MQQT locks up about once every 2 months

I have a sketch that reads the frequency of my electrical off grid supply and then sends mqtt messages to turn appliances on and off. It also receives mqtt messages. For some reason every so often the mqtt seems to lock up and it will neither receive or transmit messages. I don't have anything connected to the serial port so can't see why this is happening. This has happened about 3 times in the last 6 months and I have to power down the Arduino and restart it.

I'm wanting to add a bit of code that will monitor the mqtt and if it sees a lock up will reboot the Arduino. I'm not sure how to best to do it and I've had a search around but have not found anything suitable.

Any ideas?

Posting your current sketch would be a good start

I haven't posted it as it is that large at over 2000 lines I thought it would just complicate things.
I'm not looking for the error as i don't think it's within the sketch just a pointer to a way to get the Arduino to reboot.

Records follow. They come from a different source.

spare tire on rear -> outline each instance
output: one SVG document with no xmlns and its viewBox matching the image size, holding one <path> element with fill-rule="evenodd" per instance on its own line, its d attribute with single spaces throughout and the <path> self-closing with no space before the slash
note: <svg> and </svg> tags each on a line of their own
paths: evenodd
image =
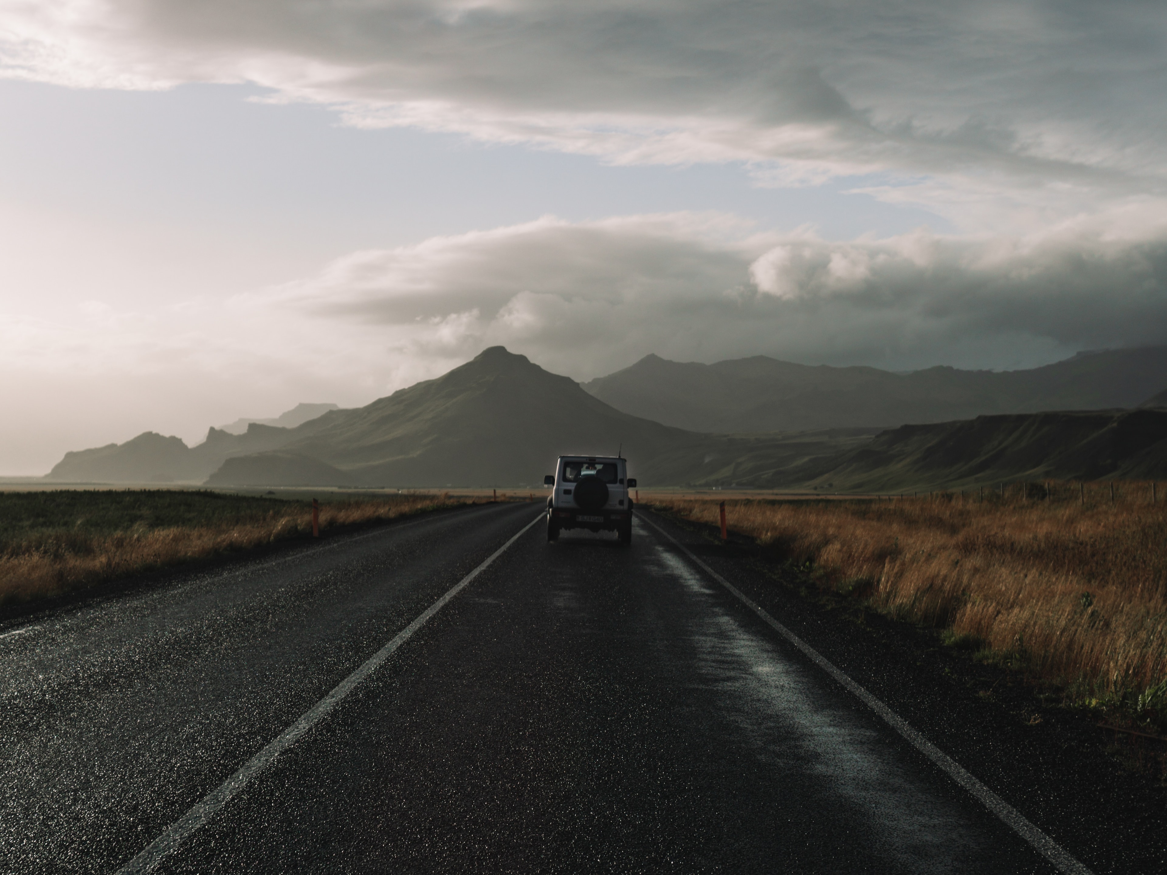
<svg viewBox="0 0 1167 875">
<path fill-rule="evenodd" d="M 585 477 L 575 484 L 574 497 L 584 510 L 600 510 L 608 503 L 608 484 L 599 477 Z"/>
</svg>

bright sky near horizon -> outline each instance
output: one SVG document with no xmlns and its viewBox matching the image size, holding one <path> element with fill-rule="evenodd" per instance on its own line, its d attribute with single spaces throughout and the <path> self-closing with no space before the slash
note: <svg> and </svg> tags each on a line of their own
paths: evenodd
<svg viewBox="0 0 1167 875">
<path fill-rule="evenodd" d="M 1167 342 L 1159 2 L 0 0 L 0 474 L 504 344 Z"/>
</svg>

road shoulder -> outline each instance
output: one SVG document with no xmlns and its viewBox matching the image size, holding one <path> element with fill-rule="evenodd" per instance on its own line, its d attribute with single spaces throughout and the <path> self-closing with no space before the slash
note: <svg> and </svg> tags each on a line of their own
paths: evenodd
<svg viewBox="0 0 1167 875">
<path fill-rule="evenodd" d="M 945 649 L 808 582 L 743 539 L 637 509 L 887 704 L 1095 872 L 1167 866 L 1167 792 L 1124 769 L 1092 721 L 1018 674 Z"/>
</svg>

The problem could be as simple as writing outside the bounds of an array but as we don't know whether the sketch even uses arrays or even which Arduino board it is running on it is difficult to provide help

I've cut the sketch down to give an idea of how it's set up. It's on a mega. The sketch continues to run, as it's still turning things on and off that are hardwired to it and the LCD screen still changes, it's just the MQQT.

#include <Arduino.h>
#include <FreqMeasure.h>
#include <elapsedMillis.h>
#include <Wire.h>
#include <LiquidCrystal_I2C.h>
#include <SPI.h>
#include <Ethernet.h>
#include <PubSubClient.h>

// Update these with values suitable for your hardware/network.
byte mac[]    = {  0xDE, 0xED, 0xAB, 0xEF, 0xFE, 0xDE };
IPAddress ip(192, 168, 3, 183);
IPAddress server(192, 168, 3, 196);

EthernetClient ethClient;
PubSubClient client(ethClient);

long lastReconnectAttempt = 0;

// Set the pins on the I2C chip used for LCD connections:
//                    addr, en,rw,rs,d4,d5,d6,d7,bl,blpol
LiquidCrystal_I2C lcd(0x3F, 2, 1, 0, 4, 5, 6, 7, 3, POSITIVE);                        // Set the LCD I2C address
//LiquidCrystal_I2C lcd(0x27, 2, 1, 0, 4, 5, 6, 7, 3, POSITIVE);


const byte noOfTriacs = 15;                                                           // <-- total number of ssr's inc pwm
const byte noOfPWMTriacs = 6;                                                         // <-- total number of pwm triacs

float frequencyHigh = 50.35;                                                          // frequency at which next SSR will turn on. Note PWM starts 0.15 Hz below this.
float frequencyLow = 50.02;                                                           // frequency at which next SSR will turn off
float interTriacDelayOn = 1.5;                                                        // additional seconds before next higher SSR can come on (0.1 sec already in sketch)
float interTriacDelayOff = 2;                                                         // additional seconds before next lower SSR can go off (0.1 sec already in sketch)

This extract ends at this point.